# Jorgensen bar clamps



## Noek (Jan 26, 2013)

I have 4 of these Jorgensen bar clamps and I like them a lot but I am not sure why one of the clamping blocks is set at an angle. All four of them came this way and it make clamping pieces hard since it wants to pull them together at an angle. I've linked two pictures so hopefully someone has these and can explain this because I am not sure why they wouldn't make them straight.


----------



## ryan50hrl (Jun 30, 2012)

I don't see any pictures.....


----------



## Dave Paine (May 30, 2012)

I see the pictures now.

Sorry to be the bearer of bad news, but this is the design.

The jaw which clamps starts out tilting toward the piece, and as pressure is applied, the "clutch, aka steel locking teeth engage and the jaw is forced backward to be almost parallel with the moveable jaw.

These clamps are not considered "parallel" clamps where the jaws are designed to be parallel as pressure is applied.
This is the same design concept used in pipe clamps. The jaw faces are tilted towards each other.


----------



## Noek (Jan 26, 2013)

what would be an application for this design? I would think one would want it to be parallel when gluing up pieces of wood. I haven't had any situation where, when pressure was applied, they became parallel, but maybe Im not applying enough?

I have since purchased a few Bessey clamps and really enjoy them as well, but I felt the jorgensen ones were more heavy duty and simple, which is why I liked them.


----------



## Dave Paine (May 30, 2012)

Noek said:


> what would be an application for this design? I would think one would want it to be parallel when gluing up pieces of wood. I haven't had any situation where, when pressure was applied, they became parallel, but maybe Im not applying enough?
> 
> I have since purchased a few Bessey clamps and really enjoy them as well, but I felt the jorgensen ones were more heavy duty and simple, which is why I liked them.


This design is less expensive to produce. Similar concept in pipe clamps. The difference is the Jorgensen clamps you have use steel bar, rather than pipe. The bar is stiffer, so less flexing.
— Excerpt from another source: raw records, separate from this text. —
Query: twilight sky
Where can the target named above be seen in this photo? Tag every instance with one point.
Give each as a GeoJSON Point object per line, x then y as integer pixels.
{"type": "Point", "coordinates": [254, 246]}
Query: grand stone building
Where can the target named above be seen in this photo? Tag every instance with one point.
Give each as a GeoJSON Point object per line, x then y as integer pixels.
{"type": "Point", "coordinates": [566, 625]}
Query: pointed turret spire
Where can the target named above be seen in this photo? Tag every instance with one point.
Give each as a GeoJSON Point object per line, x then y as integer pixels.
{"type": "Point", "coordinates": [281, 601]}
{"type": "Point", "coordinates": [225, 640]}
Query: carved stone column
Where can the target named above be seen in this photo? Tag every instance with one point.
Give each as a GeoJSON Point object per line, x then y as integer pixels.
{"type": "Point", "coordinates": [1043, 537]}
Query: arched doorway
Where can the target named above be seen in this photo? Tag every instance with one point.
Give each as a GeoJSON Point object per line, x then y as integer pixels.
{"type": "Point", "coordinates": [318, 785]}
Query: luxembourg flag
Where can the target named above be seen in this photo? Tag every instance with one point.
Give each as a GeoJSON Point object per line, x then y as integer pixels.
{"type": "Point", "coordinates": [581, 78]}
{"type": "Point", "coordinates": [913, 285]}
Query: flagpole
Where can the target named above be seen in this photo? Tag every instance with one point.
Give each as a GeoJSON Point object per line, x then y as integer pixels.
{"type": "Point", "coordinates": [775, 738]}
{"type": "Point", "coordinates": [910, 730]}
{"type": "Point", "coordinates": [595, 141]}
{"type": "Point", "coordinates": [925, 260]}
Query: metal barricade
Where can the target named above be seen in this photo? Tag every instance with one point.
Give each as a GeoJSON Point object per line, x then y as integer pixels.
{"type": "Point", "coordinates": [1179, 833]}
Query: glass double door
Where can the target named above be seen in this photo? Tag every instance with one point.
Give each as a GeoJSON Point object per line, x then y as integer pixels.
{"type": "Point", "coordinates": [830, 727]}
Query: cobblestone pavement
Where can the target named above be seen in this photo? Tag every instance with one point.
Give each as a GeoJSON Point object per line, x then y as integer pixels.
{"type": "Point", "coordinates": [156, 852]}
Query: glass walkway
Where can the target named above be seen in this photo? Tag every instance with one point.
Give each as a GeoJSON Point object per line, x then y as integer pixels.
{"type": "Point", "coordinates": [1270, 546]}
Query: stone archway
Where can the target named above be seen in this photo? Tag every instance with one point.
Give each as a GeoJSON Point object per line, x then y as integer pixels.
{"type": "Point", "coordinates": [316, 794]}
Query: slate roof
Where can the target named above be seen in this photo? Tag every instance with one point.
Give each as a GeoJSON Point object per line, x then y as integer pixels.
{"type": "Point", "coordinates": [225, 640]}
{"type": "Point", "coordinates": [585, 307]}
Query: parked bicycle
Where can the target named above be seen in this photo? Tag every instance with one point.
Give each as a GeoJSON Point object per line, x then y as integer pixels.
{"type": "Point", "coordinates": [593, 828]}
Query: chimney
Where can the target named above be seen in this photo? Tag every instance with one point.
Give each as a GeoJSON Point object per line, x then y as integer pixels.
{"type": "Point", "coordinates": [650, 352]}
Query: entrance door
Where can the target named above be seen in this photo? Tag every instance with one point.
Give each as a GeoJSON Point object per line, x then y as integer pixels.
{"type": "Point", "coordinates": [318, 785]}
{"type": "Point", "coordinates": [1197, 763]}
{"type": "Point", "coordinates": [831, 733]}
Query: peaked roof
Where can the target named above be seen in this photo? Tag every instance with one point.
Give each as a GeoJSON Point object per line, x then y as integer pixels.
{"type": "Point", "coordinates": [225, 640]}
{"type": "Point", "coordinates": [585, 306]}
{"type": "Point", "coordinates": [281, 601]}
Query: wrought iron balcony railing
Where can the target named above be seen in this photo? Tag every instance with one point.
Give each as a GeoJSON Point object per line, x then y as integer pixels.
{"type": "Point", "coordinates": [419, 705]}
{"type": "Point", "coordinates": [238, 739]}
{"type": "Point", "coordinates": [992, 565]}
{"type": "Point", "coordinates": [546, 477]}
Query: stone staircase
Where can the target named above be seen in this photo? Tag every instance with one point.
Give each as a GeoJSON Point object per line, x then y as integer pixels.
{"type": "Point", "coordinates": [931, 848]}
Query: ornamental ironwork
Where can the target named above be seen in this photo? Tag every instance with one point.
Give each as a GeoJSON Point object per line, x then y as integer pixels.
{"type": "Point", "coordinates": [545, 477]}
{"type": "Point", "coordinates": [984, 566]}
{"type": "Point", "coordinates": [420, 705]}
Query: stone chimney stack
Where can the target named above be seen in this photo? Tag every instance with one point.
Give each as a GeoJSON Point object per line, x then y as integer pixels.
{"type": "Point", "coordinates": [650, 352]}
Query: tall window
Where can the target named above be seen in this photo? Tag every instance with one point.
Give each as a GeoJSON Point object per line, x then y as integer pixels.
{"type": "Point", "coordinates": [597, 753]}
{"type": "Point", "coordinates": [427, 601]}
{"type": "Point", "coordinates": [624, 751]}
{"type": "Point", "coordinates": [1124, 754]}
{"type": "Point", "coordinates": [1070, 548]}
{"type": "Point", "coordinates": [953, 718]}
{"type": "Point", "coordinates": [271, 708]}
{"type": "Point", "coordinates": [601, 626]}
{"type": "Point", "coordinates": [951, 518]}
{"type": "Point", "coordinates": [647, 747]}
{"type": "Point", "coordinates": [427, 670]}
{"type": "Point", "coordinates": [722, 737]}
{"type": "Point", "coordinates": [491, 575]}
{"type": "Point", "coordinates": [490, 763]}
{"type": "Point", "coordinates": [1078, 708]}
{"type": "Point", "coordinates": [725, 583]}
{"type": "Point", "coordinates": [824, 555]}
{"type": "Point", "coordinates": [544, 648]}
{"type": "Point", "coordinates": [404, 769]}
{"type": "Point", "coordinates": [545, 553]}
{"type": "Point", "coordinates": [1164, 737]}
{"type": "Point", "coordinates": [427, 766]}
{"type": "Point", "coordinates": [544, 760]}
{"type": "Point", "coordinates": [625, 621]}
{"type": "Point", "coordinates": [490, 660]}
The moveable jaw is not likely to get parallel, even with a lot of pressure.

When using any clamp, you need to watch that the clamping pressure is not causing the wood to bow under pressure. Sometimes this needs a clamp on the bottom and another on the top.

A good joint should not have gaps when dry fit. Clamping to close a gap means a lot of stress on the joint and the potential for failure in the future.


----------



## Noek (Jan 26, 2013)

Thank you, I guess I will put these on the shelf and just use the besseys.


----------